Published Date

January 1, 1945

Resource Type

GI Roundtable Series, Primary Source

From GI Roundtable 33: What Will Your Town Be Like? (1945)

As early as the summer of 1942, it was already becoming evident that the size and force of the war effort would greatly change and expand our normal peacetime producing capacity and business patterns. It was also clear that the most careful planning would be necessary to enable individual business employers, as well as communities, to reconvert quickly to a postwar period of expanded output and well-paid productive employment.

Companies that had been manufacturing kiddy cars and baby buggies were making fixtures for tanks or triggers for antiaircraft guns. Most prime war contractors had subcontractors and these in turn had sub-subcontractors and these in turn had sub-sub-subcontractors. Scarcely a town in the nation did not in some way have a hand in the great effort to train and equip our fighting forces.

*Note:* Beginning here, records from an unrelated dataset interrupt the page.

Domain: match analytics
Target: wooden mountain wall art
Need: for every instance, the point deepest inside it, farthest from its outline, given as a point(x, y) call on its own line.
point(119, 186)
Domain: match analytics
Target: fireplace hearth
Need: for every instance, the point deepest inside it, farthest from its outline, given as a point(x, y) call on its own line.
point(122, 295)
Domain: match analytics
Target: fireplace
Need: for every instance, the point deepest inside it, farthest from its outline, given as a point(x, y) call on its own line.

More than a million various sized businesses which were in operation before Pearl Harbor have ceased to exist. But half a million new businesses have started, and there are indications that many returning veterans, warworkers, and others who have learned new skills during the war intend to go into business for themselves after victory.

It was clear that if such a welter of industrial and business changes and new economic forces were to be properly directed, a great deal of advance planning would have to be done—both by communities and by individual businesses within those communities. And only by sound and progressive planning could we expect to bring about a rapid conversion to peacetime operations and an expansion in business activity to provide new high levels of employment.


Is job planning the key?

From the beginning, many were convinced that the only kind of postwar planning currency that would ultimately pay off was jobs. Study indicated that altogether we would need between 7 and 10 million more new jobs than we had in 1940, or a total of around 55 million. Such an increase would require an expansion of production and business activity of 30 to 45 percent over 1940.

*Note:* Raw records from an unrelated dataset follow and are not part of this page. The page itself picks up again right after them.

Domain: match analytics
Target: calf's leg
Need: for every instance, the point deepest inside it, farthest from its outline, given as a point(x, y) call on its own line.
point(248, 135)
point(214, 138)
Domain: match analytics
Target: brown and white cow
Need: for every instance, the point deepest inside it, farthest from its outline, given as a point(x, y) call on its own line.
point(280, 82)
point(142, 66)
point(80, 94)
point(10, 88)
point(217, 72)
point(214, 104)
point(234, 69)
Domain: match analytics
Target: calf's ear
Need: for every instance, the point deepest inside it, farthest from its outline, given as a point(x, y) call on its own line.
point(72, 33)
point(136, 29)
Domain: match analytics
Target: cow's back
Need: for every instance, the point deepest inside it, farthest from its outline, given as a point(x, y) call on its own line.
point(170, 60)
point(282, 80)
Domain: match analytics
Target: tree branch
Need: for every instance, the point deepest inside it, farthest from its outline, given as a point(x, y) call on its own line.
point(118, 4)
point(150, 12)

How could such an increase be obtained? How could the country’s 2 million employers, large and small, in all types of businesses, be encouraged to make bold progressive plans for their individual businesses and to create jobs for returning servicemen and civilians?

It was to encourage such planning that a group of American businessmen, in the fall of 1942, formed a National Committee for Economic Development. It was established as a voluntary, nonpolitical, and nonprofit organization, for the single purpose of encouraging sound and aggressive post-war planning.

The C.E.D. is by no means alone in the field, but since its planning program is both typical and widespread, its activities are described briefly below. Almost every town or city in the United States of 10,000 population or over has a local Committee for Economic Development, and so do nearly a thousand smaller communities.

Is local planning the best way?

In November of 1942, the C.E.D. began to organize community committees for economic development on what its trustees called a “grass roots” basis. Each community C.E.D. was urged to begin its program with a careful survey to measure: employment in 1940; employment at present; and expected employment or the number of jobs already planned for after the war. If the last figures didn’t add up to the expected number of people who would be wanting jobs in that town, then the committee at least knew what goals it had to aim for.

Each local C.E.D. is completely independent. The National C.E.D. does not care what goals a given committee sets, as long as individual employers in the community are stimulated to begin thinking and acting on their own postwar plans.

This “job approach” apparently appealed to businessmen and community leaders all over the nation. By the fall of 1944 there were more than 2,000 community C.E.D. committees with some 50,000 members, from Portland, Maine, to Portland, Oregon. Returns from their job surveys showed that, in the average community, local employers were planning between 20 and 30 percent more jobs than they had in 1940, and many returns showed much higher figures.

Obviously, the most realistic and carefully made of such plans can only, at this point, reflect the intentions of the individual employers who have made them. But they reflect a confidence in the postwar future which is itself a very important factor.

Chambers of Commerce, service clubs, educational institutions, labor-and agricultural organizations, and many other local and national groups have undertaken postwar planning programs of one kind or another. For example, Rotary Clubs throughout the country have sponsored a postwar “workpile” program. This is a survey of specific building and repairing projects actually being planned in a given community, and which will provide actual jobs after the war.